I’ve read this episode several times, giving it a respectful amount of attention to detail and poignancy, and it fair blows me away each reading. There are more questions raised yet again than explanations and we are kept on tenter-hooks for the goings about elsewhere with the sigil and the Sisters magic for the full exploitation of the image.
Apart from the fabulous art, one of the main reasons I needed to re-read the story, was to ponder upon the scene where the Empress handed Stickleback the key to use it “…to find him. He is still there. You need him”. Previously stating that “You cannot fight them, not like this”, this makes me wonder if the key is for some sort of secret closet or room where Sticklebacks’ alter-ego of sorts lies.
Like Clark Kent finding his Superman within (or the other way round?), I’m sure that the big reveal Edginton and Disraeli have been setting us up for, will be extremely intriguing and delightful. We know the crooked man wears a stickled-cape and one can sense that the final piece of the puzzle hides behind the door, to which that key will unlock, and with it all our answers…
ICHABOD AZRAEL: One Last Bullet
I have to admit that I’ve started to get a little lost with this now and that my enjoyment in previous episodes has been spoiled rather, by an over-compensation to try and understand what or who represents what in the meta-narrative.
It’s almost, but not quite, as if the story is disappearing up it’s own backside with the amount of heavy handed referencing and symbolism, that forces one to question if one is supposed ‘to get it’ or if it’s all part of the mystery that we all have to collectively admire.

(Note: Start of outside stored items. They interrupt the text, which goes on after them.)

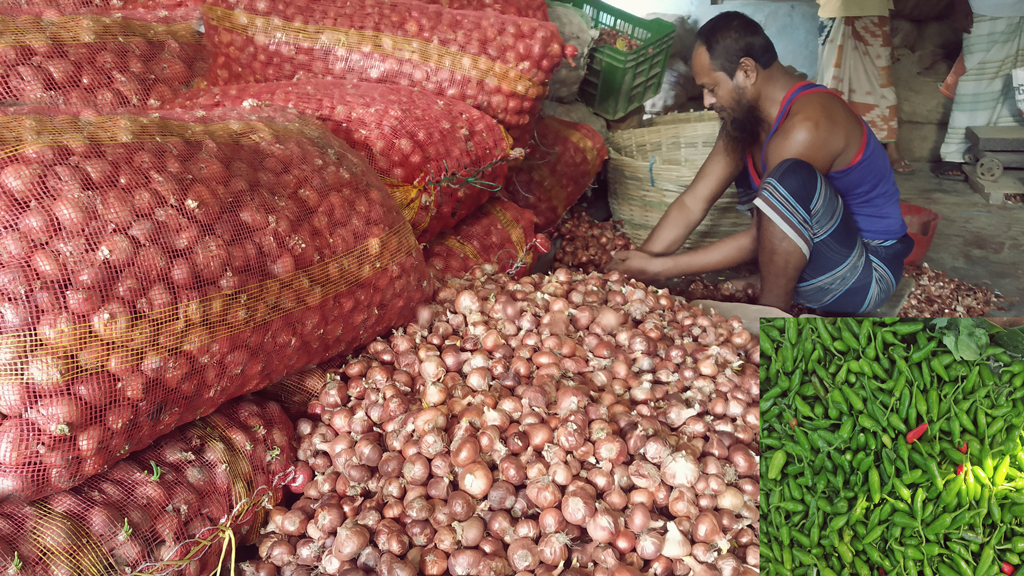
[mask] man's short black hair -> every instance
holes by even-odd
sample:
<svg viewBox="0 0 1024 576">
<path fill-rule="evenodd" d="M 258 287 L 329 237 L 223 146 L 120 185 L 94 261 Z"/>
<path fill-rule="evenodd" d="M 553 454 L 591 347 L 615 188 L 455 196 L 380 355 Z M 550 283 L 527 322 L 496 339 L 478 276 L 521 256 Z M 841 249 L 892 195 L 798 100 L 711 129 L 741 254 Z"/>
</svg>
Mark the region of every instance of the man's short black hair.
<svg viewBox="0 0 1024 576">
<path fill-rule="evenodd" d="M 711 65 L 730 78 L 736 74 L 743 58 L 750 58 L 761 68 L 768 68 L 779 60 L 764 28 L 742 12 L 722 12 L 705 22 L 697 31 L 697 43 L 708 51 Z"/>
</svg>

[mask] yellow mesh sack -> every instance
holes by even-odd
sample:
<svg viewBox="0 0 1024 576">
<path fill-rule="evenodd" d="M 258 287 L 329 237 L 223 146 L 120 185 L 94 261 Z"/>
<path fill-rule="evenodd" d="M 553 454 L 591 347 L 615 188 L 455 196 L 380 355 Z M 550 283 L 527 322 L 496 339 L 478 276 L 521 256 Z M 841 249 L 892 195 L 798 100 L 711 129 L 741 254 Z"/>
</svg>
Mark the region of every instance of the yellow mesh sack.
<svg viewBox="0 0 1024 576">
<path fill-rule="evenodd" d="M 524 276 L 537 247 L 533 230 L 532 212 L 493 199 L 427 245 L 427 267 L 438 280 L 461 277 L 480 264 L 496 264 L 500 272 Z"/>
<path fill-rule="evenodd" d="M 0 569 L 19 576 L 208 575 L 256 541 L 295 474 L 294 429 L 240 398 L 71 490 L 0 502 Z"/>
<path fill-rule="evenodd" d="M 508 134 L 462 102 L 404 86 L 351 80 L 187 90 L 170 108 L 286 105 L 316 116 L 362 153 L 421 243 L 450 229 L 505 183 Z"/>
<path fill-rule="evenodd" d="M 7 109 L 0 230 L 0 498 L 70 488 L 429 292 L 377 176 L 285 109 Z"/>
<path fill-rule="evenodd" d="M 158 105 L 206 73 L 198 16 L 0 6 L 0 101 Z"/>
<path fill-rule="evenodd" d="M 216 0 L 203 6 L 211 86 L 346 78 L 466 102 L 529 124 L 561 62 L 550 22 L 411 0 Z"/>
</svg>

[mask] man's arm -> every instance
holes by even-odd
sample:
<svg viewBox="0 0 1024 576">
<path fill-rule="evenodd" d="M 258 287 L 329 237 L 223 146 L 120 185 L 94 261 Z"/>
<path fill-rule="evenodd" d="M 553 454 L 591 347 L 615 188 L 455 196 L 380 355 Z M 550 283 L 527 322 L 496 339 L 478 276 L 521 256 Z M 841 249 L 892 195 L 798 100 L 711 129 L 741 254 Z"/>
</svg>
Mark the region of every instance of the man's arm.
<svg viewBox="0 0 1024 576">
<path fill-rule="evenodd" d="M 664 256 L 679 250 L 707 216 L 711 206 L 736 180 L 742 168 L 742 157 L 730 152 L 719 136 L 693 182 L 672 201 L 658 225 L 640 246 L 640 251 L 652 256 Z"/>
<path fill-rule="evenodd" d="M 688 250 L 657 258 L 656 280 L 668 280 L 680 276 L 693 276 L 714 270 L 724 270 L 746 264 L 757 257 L 757 219 L 750 227 L 721 240 Z"/>
</svg>

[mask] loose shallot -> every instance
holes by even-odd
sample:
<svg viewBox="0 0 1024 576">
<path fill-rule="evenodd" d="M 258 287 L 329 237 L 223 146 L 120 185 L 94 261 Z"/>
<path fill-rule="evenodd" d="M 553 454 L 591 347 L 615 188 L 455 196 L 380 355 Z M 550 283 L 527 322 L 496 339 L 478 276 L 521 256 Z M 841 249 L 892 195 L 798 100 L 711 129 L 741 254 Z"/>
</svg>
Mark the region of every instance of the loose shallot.
<svg viewBox="0 0 1024 576">
<path fill-rule="evenodd" d="M 311 550 L 352 576 L 756 571 L 760 344 L 738 319 L 565 268 L 475 269 L 416 316 L 296 423 L 315 472 L 273 514 L 267 573 Z"/>
</svg>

Although I can’t help but feel I’m missing something that you, and probably you over there are enjoying safe in knowing and I’m a thicko who ain’t cool for School.
One thing I do know, is that Mike Dowling’s run on this has been nothing short of outstanding in it’s portrayal of the final scenes of the series, which let’s face it, had some pretty big shoes to fill. But fill them he has and more, with his panels full of scratchy monstrosity, violence, redemption and beauty. It’s been one of those stories where the artist has been the perfect match for the script and the glorious resulting outcome, is far greater than the sum of it’s parts.
I was a bit sorry to see old Deputy Crowe have his head lopped off, but at least he died with his honour and courage standing up to the evil that must have plagued him throughout his lives. I did, however, like Mr Ed the talking horse when Ichabod asks “…but who are you really” and the blunt reply is, that he is not a bloody mystical concept or flipping symbolic, iconoclastic thingamajig, he is indeed just a smart arse farting and pooping talking horse. Thank you Horse.
KINGDOM: Aux Drift
“Deep Deep Deep… GNHH!… Deep Deep Deeeeeeeep… WHOOOMMF… (Geeeene!)… GRAAAGH! GHNN!.. UGHNN! GUHH…”
And they all lived happily every after… didn’t they?
TOP THRILL: Its a difficult one as Stickleback is such an amazing thing to behold this week, but as we bid a fond farewell to the old duffers on Dredd, I dare not give the spoils to the great men and that great Judge.